Introduction to translation

Markus Weisgerber, editor of Defense One magazine who specializes in business and commerce topics that cut across national security, takes us on… a trip To get acquainted with the “Artemis” plane, the latest spy plane in the world, which has already entered service with the US Army, and is expected to expand its manufacture to perform missions in Europe, Africa, and the Indian and Pacific regions. What is characterized by the newest spy plane in the world? And how to launch a new revolution in collecting information?

Translation text

From a distance, the pure white business jet neatly arrayed in the hangar draped over the giant American flag looks similar to other luxury private jets arriving and departing from Virginia, but on the inside it is far from a regular plane.

The plane contains cloth chairs, and the cabin is crowded with metal boxes that contain Internet servers, which makes it closer to a technological equipment store, in addition to two computer units connected to more than ten air pickups that appear protruding from the bottom of the plane. For the US military, this plane and its siblings are a ticket to future wars, built to monitor an enemy country’s complex communications from a non-confrontational distance, rather than tracking gossip from militants on the ground.

Airplane Artemis

The aircraft, called the Artemis, uses its multiple antennas and computers to intercept and decode enemy communications.
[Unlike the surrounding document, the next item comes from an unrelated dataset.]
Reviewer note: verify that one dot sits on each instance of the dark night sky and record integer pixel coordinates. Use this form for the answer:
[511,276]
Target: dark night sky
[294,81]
The aircraft itself is manufactured by the Canadian company Bombardier, with specialized modifications carried out by the Virginia-based defense and technology company Ledos. “These drones can see from a very long distance when operating at altitudes of up to 12 kilometres,” Mike Chanyon, vice president of Lidos Group, said in a previous interview. The Artemis is the second plane modified by Ledos after the Challenger 650, which was modified for the army as part of an experimental technology. The L3Harris technology company is developing similar business jets to be spy planes. It is called ARES.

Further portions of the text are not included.